I never do anything right.
I’ll never find anyone who really loves me.
I’m stuck in this dead-end job.
People like us never get ahead in this world.
The more we say it, the more likely we will take actions that perpetuate this belief. Our brains love patterns. The brain sees those actions and helps us to make sure we get what we expect.
We can use our beliefs to create negative things in our lives or we can use them to create positive things. In order to do that, we need to change what we say to ourselves and the actions that follow.
I’ve been working on this concept for the last several years. I am starting to see big payoffs in my life. I also recognize how negative thoughts and patterns are limiting other people I know and care about. It hurts, because as long as we have limiting beliefs we will not reach our potential. Reaching my own potential and helping other people to reach their potential is a major mission in my life.
Here are things I’ve done to replace my negative beliefs and actions with more positive ones. It is a work in progress, but I am healthier, happier and more fulfilled than I have ever been. If you struggle with self-limiting beliefs, give them a try.
Replace negative self-messages with positive ones.
For years, I believed, “I’m just not able to do athletic things.” Now, I try to catch myself when I think about my beliefs and ask, “is it true?” Then I look for evidence.
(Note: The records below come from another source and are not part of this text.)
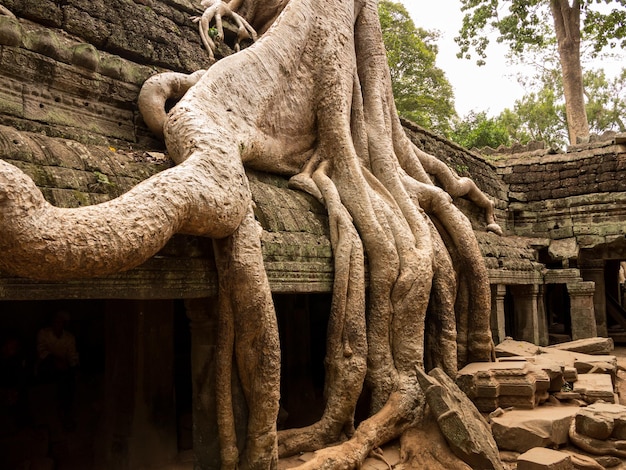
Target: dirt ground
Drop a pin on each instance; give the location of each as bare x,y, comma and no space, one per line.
391,452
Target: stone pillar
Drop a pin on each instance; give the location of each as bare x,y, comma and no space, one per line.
544,334
139,415
526,313
498,319
202,314
594,271
582,309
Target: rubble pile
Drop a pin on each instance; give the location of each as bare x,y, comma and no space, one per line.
551,407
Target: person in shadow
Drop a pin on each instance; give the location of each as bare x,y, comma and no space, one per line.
13,382
57,362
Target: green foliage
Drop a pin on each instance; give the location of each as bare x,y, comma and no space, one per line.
525,23
540,114
606,101
421,90
477,130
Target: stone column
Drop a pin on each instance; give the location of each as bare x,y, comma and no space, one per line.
202,314
544,335
498,319
526,313
594,271
582,309
139,416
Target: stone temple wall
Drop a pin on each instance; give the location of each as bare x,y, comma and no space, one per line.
70,75
580,194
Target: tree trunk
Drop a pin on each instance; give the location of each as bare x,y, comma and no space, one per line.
311,99
567,27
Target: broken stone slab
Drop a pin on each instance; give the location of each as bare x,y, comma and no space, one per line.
504,384
612,447
595,387
602,421
567,396
583,462
544,426
510,348
539,458
463,427
593,346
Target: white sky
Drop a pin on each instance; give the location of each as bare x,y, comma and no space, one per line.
491,87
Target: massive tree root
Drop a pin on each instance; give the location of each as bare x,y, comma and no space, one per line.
310,99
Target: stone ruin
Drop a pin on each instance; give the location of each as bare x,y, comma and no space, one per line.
69,80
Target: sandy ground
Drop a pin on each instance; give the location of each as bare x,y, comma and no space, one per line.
391,452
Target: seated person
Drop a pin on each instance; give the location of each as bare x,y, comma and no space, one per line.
57,360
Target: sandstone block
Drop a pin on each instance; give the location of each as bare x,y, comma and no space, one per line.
545,426
602,421
544,459
465,430
591,346
594,387
504,384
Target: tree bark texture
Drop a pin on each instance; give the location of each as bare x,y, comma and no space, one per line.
567,27
310,99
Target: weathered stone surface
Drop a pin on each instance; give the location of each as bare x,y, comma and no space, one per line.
503,384
594,387
521,430
460,422
510,347
544,459
592,346
602,420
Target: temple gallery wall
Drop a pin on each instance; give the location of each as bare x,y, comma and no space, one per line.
69,80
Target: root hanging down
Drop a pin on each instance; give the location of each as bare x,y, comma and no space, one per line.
311,99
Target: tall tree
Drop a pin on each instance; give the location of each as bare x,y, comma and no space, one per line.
421,90
477,130
310,99
540,114
603,23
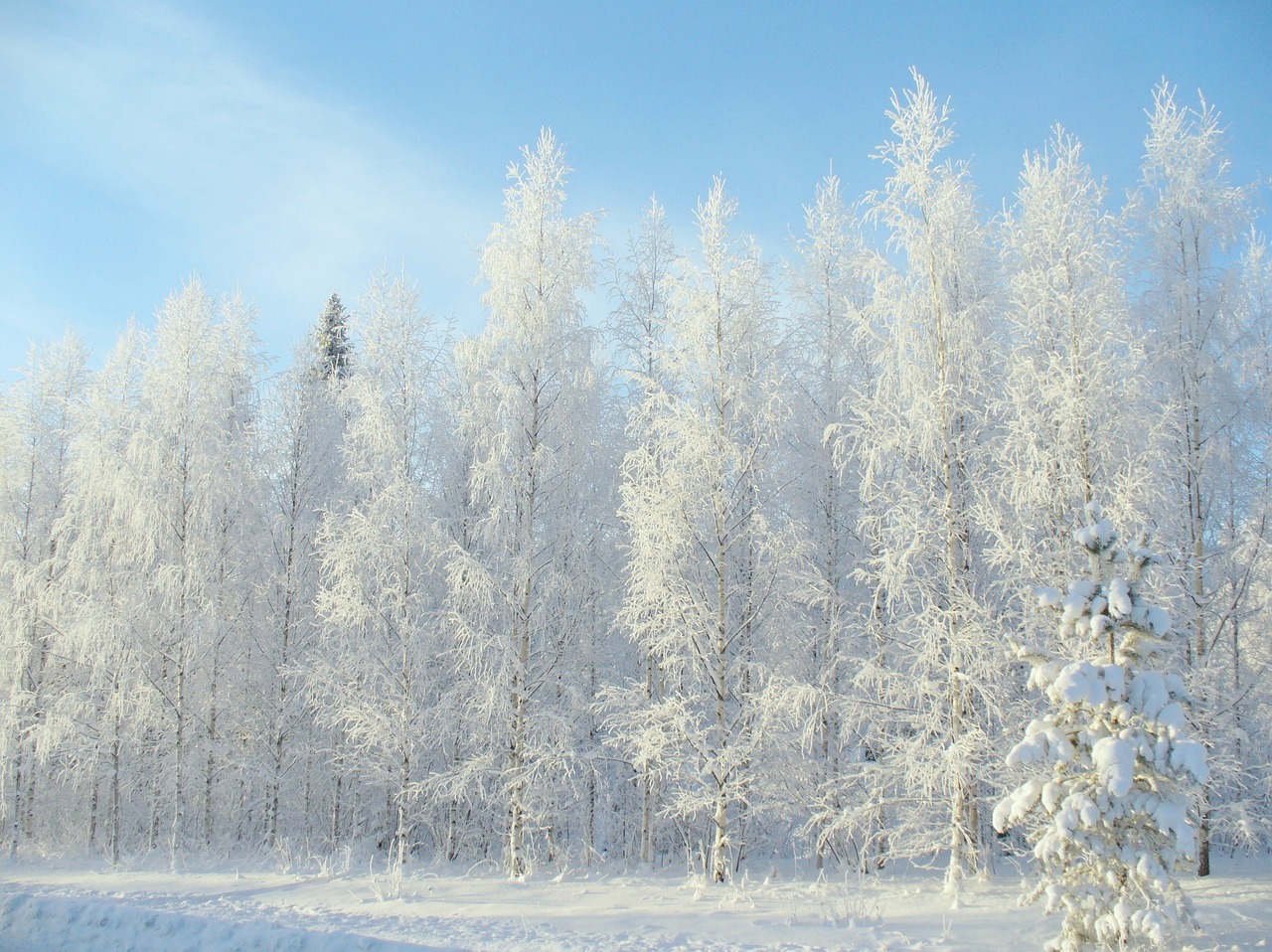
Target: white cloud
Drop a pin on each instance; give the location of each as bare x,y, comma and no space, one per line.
271,187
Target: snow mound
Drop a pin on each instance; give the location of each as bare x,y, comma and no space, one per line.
58,924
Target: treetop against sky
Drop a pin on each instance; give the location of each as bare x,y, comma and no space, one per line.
290,149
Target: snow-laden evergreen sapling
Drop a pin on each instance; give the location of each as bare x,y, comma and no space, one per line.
1113,767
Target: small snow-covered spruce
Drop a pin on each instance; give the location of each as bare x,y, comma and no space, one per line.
1108,803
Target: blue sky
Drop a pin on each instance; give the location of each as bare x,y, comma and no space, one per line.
289,149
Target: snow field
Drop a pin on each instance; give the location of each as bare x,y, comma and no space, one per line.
64,906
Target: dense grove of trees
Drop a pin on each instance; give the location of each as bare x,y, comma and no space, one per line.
732,571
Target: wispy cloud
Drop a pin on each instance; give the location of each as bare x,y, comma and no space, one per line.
287,194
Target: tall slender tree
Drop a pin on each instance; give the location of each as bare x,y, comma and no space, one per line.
1199,343
921,442
525,593
708,574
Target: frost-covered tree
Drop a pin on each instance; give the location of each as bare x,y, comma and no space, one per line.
1113,771
111,704
1075,402
305,477
828,363
708,572
377,675
335,348
920,439
1202,341
189,462
643,284
526,602
36,416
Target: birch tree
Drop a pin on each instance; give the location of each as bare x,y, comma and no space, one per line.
525,594
641,289
1200,341
35,454
920,439
1076,403
831,286
708,572
305,477
376,676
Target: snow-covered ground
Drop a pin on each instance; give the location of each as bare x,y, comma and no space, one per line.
63,905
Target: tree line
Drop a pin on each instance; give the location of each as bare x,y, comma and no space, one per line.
729,572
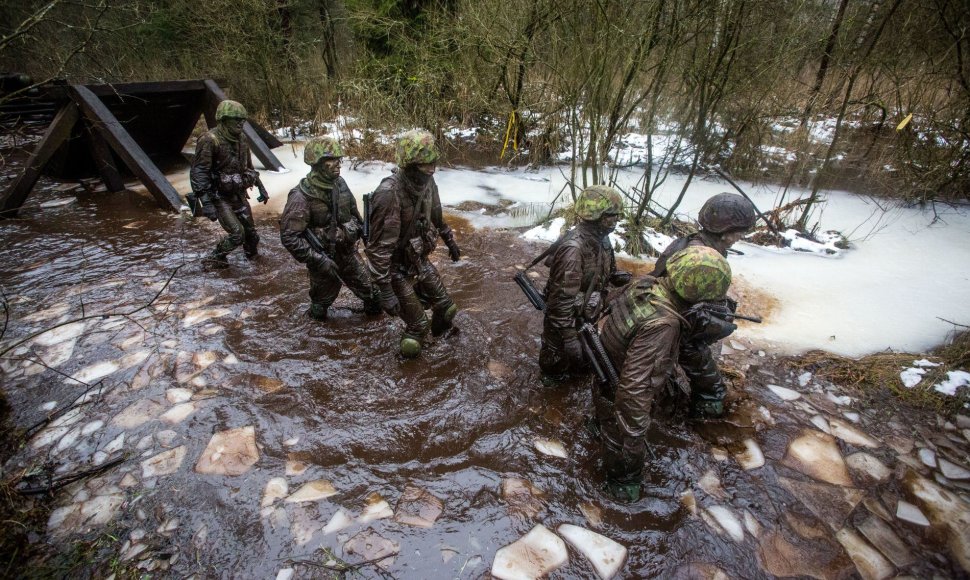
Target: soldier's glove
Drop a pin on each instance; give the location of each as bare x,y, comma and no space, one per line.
323,264
208,209
249,178
574,351
706,328
620,278
453,250
389,302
Recently, while in Mexico, I tried a water spinning class. It looked like fun. I like biking and swimming. I started to watch from the sidelines. The instructor invited me in, but I was hesitant. I wasn’t in shape for it. It would probably be too challenging. Everyone else looked young and fit. She insisted that I join in, and reluctantly, I did. I figured I could quit if it was too hard.
What I found was that I was really good at this new sport. I never fell off the bike, like many others did. I kept up with the rap music and was the only one who didn’t quit in the middle of the push- up sequence. I nailed it, and the instructor gave me a high -five.
This was evidence that my self- belief was not true. I thought about how I can swim laps for an hour, or how I rode by bike around the entire perimeter of Mackinac Island. Confronting the evidence made me realize that my belief was not true.
If this belief is not true, what about other beliefs I have about myself?
Stop hanging around negative people.
You know the ones. They are optimism sucking vampires. They complain constantly and bring down your energy. Find some positive, optimistic people to be around. Professional development leader Jim Rohn said we are the average of the five people we spend the most time with. Don’t hang out with losers if you don’t want to be one.
Look for the good in every situation.
We all experience struggles. Life is not perfect. Bad things are going to happen. We can’t change everything that happens to us, but we can change how we think. Dan Miller, of the podcast and book 48 Days to the Work You Love, teaches that when something bad happens, the question to ask is “What does this make possible?” Having met and worked with Dan, I understand how this philosophy has shaped his life and success and have adopted it as my own.
Act as if you are the person you want to be.
Here’s a secret. Sometimes I am not motivated to do things. I know I have to take action to move forward. On a daily basis, I ask myself this question: “What would my best self do?” Then I go and do that.
My best self goes to the gym when I don’t want to.
My best self stops working to have coffee with a friend, even though I want to keep working.
My best self does not wear ratty t-shirts.
It is amazingly effective. I reinforce the connection between what I want to do and what I actually do.
Our beliefs, followed by actions caused by those beliefs creates our reality. Understanding this principle means that we can take charge of our lives and ultimately, create the lives we want.
Do you have beliefs that get in the way of your best life? What does your best self say? Have you improved your life by changing your beliefs? I would love to hear your experiences.